It’s that magical time of the term again when we realize finals are circling like birds of prey. Between classes, jobs, laundry and extracurricular activities, most Lawrentians have little time in their schedules. Sleep is unlikely. And somehow, through all of this, we still get our work done and remain loyal to our extracurriculars. Some are important commitments like sports or ensembles. But I have to ask, do we sign up for too many commitments and clubs?
Just how many? Lawrence has around 150 different clubs, sports, musical groups and other sorts of activities. We have a student body of about 1,500. Plainly put, we have 10 students for every club. Of course, we aren’t going to split nicely into groups of 10, and some students participate in a lot of groups while others join few or none.
Choosing which groups to join is where most Lawrentians go astray. At the Fall Term activities fair, freshmen sign up for too many things. GLOW is certainly a worthwhile organization, but I’ve never been to a single meeting, and their emails just end up in my trash. Choice is an overwhelming prospect, and the barrage of activities can result in a schedule that is too busy or too empty.
Even within subcategories of organizations, a number of different choices are available. For example, I always think I ought to be more involved with feminist organizations on campus. However, I couldn’t make up my mind about which to join. I went to a few DFC meetings, but that wasn’t quite my cup of tea. The Student Coalition Against Gender-Based Violence seems like a valuable group, and I’m interested in All is One!, but neither fit into my schedule. And of course, all these different choices are paralyzing.

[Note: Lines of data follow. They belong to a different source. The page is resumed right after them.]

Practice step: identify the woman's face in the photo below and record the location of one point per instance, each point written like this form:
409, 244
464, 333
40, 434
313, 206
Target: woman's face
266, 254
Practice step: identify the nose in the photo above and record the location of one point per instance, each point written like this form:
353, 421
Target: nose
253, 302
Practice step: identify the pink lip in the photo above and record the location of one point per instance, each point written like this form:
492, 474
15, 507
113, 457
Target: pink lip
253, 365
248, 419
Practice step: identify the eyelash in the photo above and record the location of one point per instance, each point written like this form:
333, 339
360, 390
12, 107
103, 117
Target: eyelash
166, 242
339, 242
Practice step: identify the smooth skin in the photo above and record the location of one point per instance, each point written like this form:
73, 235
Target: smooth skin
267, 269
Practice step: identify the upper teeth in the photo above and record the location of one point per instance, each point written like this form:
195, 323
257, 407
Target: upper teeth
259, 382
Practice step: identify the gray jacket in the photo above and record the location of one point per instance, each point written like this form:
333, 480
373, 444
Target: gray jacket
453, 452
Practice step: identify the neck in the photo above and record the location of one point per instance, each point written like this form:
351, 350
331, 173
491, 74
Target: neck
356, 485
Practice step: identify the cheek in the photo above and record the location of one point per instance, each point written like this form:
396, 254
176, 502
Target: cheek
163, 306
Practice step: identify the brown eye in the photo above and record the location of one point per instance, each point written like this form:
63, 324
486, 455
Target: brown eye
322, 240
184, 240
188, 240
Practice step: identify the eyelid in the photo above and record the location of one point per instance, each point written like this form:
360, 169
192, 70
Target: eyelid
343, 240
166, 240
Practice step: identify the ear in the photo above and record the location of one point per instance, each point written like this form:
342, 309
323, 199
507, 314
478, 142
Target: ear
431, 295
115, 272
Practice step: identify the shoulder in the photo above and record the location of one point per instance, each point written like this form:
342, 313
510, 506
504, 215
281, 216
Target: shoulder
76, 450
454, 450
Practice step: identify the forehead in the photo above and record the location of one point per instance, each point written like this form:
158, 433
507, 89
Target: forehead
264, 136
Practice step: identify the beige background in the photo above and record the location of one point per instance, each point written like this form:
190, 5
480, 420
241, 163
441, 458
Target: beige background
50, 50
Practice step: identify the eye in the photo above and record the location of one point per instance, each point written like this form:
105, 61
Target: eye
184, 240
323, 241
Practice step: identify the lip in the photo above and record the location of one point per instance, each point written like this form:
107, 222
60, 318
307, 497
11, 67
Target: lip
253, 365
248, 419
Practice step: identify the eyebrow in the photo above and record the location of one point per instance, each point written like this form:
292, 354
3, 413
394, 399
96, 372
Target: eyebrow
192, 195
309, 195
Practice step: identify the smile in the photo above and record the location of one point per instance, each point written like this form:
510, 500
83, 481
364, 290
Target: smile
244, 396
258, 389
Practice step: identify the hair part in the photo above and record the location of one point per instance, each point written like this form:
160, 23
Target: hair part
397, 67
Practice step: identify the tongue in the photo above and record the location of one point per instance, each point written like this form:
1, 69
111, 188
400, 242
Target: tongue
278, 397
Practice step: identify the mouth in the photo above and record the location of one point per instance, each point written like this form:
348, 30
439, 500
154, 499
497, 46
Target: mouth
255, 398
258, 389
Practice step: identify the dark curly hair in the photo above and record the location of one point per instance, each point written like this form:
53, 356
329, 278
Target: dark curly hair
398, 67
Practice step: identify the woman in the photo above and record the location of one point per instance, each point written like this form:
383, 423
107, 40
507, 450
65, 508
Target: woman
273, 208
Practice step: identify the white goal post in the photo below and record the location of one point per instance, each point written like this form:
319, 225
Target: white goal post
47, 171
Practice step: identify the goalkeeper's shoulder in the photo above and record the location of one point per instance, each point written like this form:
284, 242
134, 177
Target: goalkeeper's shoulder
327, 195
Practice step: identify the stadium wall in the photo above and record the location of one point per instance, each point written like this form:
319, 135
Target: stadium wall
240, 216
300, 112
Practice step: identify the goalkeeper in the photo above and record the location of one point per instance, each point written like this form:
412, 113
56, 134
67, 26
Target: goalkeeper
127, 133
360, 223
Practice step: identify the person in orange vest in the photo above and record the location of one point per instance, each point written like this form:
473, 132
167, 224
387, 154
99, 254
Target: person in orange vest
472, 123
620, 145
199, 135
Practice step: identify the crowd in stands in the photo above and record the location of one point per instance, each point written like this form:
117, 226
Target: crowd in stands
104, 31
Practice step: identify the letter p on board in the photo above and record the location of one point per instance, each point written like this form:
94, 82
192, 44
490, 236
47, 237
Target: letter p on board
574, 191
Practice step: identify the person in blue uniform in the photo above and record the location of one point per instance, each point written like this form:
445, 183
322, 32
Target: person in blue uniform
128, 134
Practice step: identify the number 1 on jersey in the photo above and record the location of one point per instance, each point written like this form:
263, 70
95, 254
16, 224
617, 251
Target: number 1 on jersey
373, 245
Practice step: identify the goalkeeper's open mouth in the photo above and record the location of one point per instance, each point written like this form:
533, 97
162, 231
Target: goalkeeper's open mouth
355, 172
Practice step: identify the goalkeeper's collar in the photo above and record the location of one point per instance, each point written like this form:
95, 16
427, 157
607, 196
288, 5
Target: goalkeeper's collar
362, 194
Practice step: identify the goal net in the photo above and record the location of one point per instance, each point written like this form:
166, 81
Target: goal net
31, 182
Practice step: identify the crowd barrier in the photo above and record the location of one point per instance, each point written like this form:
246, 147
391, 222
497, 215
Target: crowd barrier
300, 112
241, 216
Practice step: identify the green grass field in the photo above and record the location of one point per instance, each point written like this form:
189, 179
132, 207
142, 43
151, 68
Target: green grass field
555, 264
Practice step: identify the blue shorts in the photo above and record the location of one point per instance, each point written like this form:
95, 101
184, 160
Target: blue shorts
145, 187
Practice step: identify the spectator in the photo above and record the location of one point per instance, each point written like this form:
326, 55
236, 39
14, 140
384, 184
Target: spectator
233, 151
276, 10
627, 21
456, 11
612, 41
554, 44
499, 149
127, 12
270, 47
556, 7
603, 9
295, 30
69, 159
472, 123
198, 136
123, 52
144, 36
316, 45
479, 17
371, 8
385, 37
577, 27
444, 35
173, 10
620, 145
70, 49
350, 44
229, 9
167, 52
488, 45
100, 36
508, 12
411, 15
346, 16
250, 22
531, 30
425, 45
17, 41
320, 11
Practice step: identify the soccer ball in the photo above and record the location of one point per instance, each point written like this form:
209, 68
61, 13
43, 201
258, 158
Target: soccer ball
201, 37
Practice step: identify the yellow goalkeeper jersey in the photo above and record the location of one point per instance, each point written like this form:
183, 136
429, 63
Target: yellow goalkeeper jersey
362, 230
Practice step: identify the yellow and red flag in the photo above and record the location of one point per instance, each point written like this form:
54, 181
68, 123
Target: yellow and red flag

This overabundance of choice can also have the opposite effect. A good friend of mine isn’t in the Con, but she really loves to sing. As a result, she takes voice lessons and is a part of Cantala and Appletones. While she gets credit for the former two, they are not a part of her major. Meanwhile, she participates in several other activities and rarely has a free moment. It would probably benefit her to leave one of them, but she would have to choose which to drop.
Neither of these situations, having too many or too few activities, is advisable. Having more time-management help may aid the situation, but who has time for that? Perhaps integrating extracurriculars into Freshmen Studies could be useful. If Freshmen Studies professors and advisors checked in on students’ nonacademic lives more often, they could offer guidance on managing extracurriculars. This may also make
Freshman Studies a bit more useful, and students involved in an activity they find important will be less likely to transfer.
Choice is troublesome. Making tough decisions can be worse than not having a choice at all. We may all find a refresher on time management useful, or campus organizations may need to consolidate. Clubs emerge on campus because of student interest, but the number available may be rather ambitious considering Lawrence’s size. However, choosing which ones to get rid of would be too difficult when they all seem worthwhile.